The Times reported on Tuesday that an industry trade group donated $2 million last year to the Committee to Save New York, a group organized at Mr. Cuomo’s urging to promote the governor’s policies and praise his performance with campaign-style political ads. Genting, a gambling company that helped found the industry trade group, contributed an additional $400,000.
Through his spokesman, Mr. Cuomo has strongly denied that there is any connection between the gambling donations and his enthusiasm for legalizing Las Vegas-style casinos. The spokesman said the governor had been considering ways to manage and expand gambling in New York for months before the industry’s donations.
But even in the slush fields of Albany, $2.4 million is a lot of money. And because the Committee to Save New York is registered as a tax-exempt social welfare organization, called a 501(c)(4), it has not been required until now to publicly disclose its donors.
In March — two months after Mr. Cuomo’s speech — the Legislature endorsed a constitutional amendment that could eventually allow up to seven Las Vegas-style casinos. The amendment must be approved again next year by lawmakers and then go to state voters. But the gambling industry clearly has a lot of new friends in Albany. And the committee, which had been focused on promoting a property tax cap and reduced state spending, has now added the constitutional amendment to its list of Mr. Cuomo’s legislative successes on its Web site.

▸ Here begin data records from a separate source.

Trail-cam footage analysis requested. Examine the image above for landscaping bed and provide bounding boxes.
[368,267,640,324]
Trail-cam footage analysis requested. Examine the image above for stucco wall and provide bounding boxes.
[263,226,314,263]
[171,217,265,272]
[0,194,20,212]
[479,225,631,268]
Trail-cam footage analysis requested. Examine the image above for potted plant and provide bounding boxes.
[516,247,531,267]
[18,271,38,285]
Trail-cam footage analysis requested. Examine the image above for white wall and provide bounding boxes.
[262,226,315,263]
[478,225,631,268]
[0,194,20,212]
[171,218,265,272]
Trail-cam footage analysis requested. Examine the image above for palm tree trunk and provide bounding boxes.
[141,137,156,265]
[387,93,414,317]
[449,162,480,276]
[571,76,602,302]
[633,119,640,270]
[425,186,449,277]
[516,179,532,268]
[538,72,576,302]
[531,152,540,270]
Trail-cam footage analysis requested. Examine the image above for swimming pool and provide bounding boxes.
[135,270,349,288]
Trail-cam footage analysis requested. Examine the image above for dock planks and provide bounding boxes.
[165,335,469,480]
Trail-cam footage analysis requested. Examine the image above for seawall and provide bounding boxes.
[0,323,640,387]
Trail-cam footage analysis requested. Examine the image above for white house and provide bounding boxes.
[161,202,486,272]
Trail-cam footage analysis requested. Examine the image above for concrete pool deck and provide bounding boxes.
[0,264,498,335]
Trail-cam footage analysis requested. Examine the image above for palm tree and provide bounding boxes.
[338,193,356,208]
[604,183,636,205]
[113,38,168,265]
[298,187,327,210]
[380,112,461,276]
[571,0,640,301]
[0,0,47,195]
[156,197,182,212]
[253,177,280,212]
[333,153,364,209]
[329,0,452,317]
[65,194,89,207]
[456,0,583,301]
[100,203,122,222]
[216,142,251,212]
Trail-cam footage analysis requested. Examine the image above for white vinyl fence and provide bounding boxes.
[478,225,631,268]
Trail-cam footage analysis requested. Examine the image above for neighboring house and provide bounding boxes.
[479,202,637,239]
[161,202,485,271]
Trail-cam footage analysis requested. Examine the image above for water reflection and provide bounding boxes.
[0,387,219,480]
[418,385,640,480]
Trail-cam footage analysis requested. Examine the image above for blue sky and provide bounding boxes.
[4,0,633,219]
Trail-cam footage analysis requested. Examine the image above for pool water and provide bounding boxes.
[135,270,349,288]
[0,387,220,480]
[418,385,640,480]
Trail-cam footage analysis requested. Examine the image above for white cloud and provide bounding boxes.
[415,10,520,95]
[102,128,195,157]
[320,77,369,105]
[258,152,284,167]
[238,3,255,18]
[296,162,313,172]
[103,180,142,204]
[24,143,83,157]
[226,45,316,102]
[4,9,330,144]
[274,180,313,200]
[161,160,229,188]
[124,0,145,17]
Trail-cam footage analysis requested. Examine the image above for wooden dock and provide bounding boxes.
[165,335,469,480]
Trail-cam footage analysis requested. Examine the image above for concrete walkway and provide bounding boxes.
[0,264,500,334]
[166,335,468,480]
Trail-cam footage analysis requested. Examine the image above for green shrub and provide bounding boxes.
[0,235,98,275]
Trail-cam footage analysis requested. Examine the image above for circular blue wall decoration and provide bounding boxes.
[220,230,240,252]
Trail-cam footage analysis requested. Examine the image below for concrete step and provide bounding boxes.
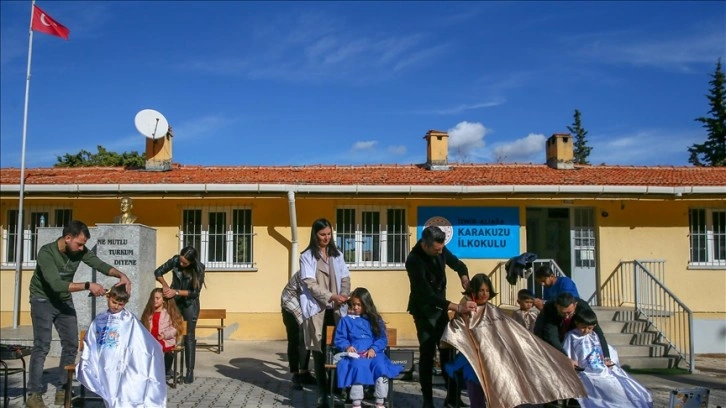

New Yorkers can and should have a serious debate about expanded gambling — its potential economic value to the state and its potential social costs. But there should be no debate about New Yorkers’ need to know who is contributing millions to promote what political issues.
The Committee to Save New York raised $17 million last year and spent nearly $12 million — much of it on pro-Cuomo ads — making it the biggest spender on lobbying in Albany.
Cuomo administration officials argue that the governor pushed hard for ethics reform last year that, among other things, would require 501(c)(4) groups to disclose their donors. The legislation has a worrisome loophole that allows donors to remain secret if disclosure could lead to them being harassed or threatened. That is the claim made by business groups at the national level that are fighting disclosure. Meanwhile, New York’s new ethics committee has yet to write the disclosure rules.
Mr. Cuomo does not need to wait for that to happen. He can demonstrate his commitment to reform by pushing his friends at the committee to disclose all of its donors right now.
Under the Internal Revenue Code, all 501(c)(4)s are required to have a social welfare purpose that is not primarily political. We are eager to know what that purpose is for the committee, beyond supporting Mr. Cuomo and promoting the interests of its contributors.